India's IIFL Finance plans to raise 100 billion rupees($1.20 billion) via debt in the next six months and diversify both its borrowing sources and business, a top official said on Tuesday, as the non-bank lender looks to recover from a recent ban.
In March, India's central bank had ordered IIFL Finance to stop sanctioning and disbursing gold loans, citing "material supervisory concerns". The ban was lifted last week.
"As business picks up again, we will have to reassess our requirement for funds," Nirmal Jain, founder and managing director, told Reuters in an interview. "We do not need equity capital for now; we may need debt."
Besides rupee-denominated debt, IIFL Finance will also explore the dollar-bond route and go for a public issue of bonds "at some point" later this financial year, Jain said.
As of June-end, more than 50% of IIFL Finance's borrowings came from banks, while about 24% were from non-convertible debentures, data showed.
The company is aiming to reduce bank borrowing to under 50%, thereby diversifying its borrowing mix, Jain said.
"50-60% of our incremental borrowing mix may come from external commercial borrowings, dollar bonds, local bonds and other non-bank sources."
The company is looking to recruit 3,000 to 4,000 people in the next three months, specifically for the gold loan business, Jain said.

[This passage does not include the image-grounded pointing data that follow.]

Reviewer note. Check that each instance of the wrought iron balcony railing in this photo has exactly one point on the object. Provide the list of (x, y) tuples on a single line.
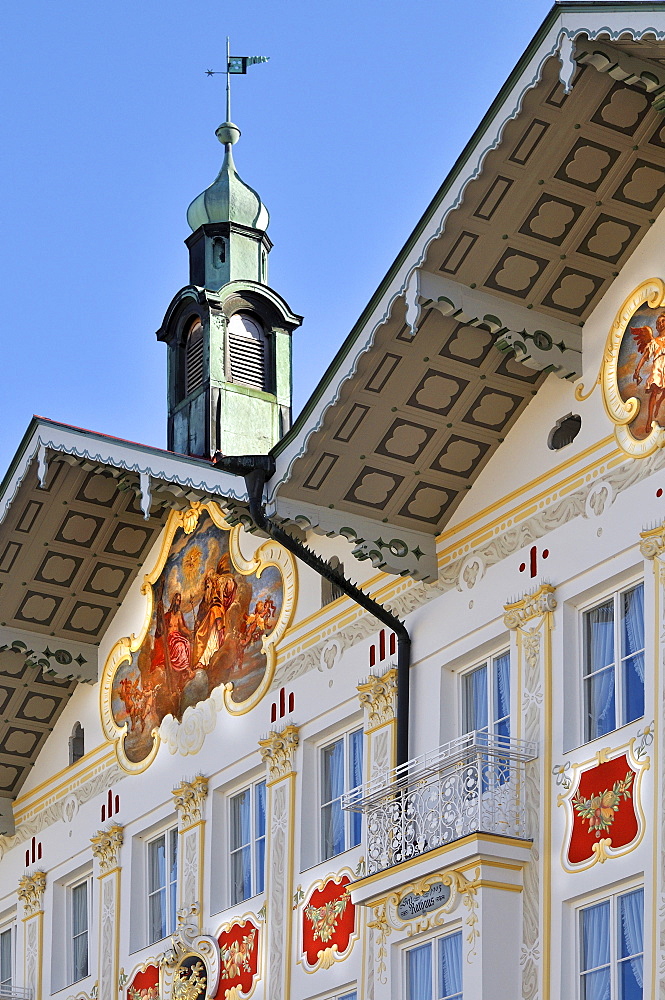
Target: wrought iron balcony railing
[(475, 784)]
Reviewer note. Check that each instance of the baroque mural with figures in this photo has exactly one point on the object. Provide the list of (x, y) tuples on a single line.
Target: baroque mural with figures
[(212, 621)]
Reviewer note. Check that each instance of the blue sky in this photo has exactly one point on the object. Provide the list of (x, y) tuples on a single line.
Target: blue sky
[(107, 134)]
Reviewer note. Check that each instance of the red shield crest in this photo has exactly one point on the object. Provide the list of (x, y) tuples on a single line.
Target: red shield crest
[(238, 957), (604, 810), (328, 922), (144, 985)]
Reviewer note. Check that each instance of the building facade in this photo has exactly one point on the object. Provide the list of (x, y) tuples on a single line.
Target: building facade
[(225, 771)]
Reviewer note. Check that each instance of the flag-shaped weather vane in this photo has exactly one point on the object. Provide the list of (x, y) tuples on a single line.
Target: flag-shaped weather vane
[(234, 64)]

But stung by its financial loss for the April-June quarter after the central bank's ban, the company is also looking to diversify its loan products to minimise risks.
Jain said for its next leg of growth, IIFL Finance will also focus on loans against property, loans to medium and small enterprises and secured and unsecured business loans.
The company will also evaluate a proposal to list its mortgage and microfinance arms, Jain said.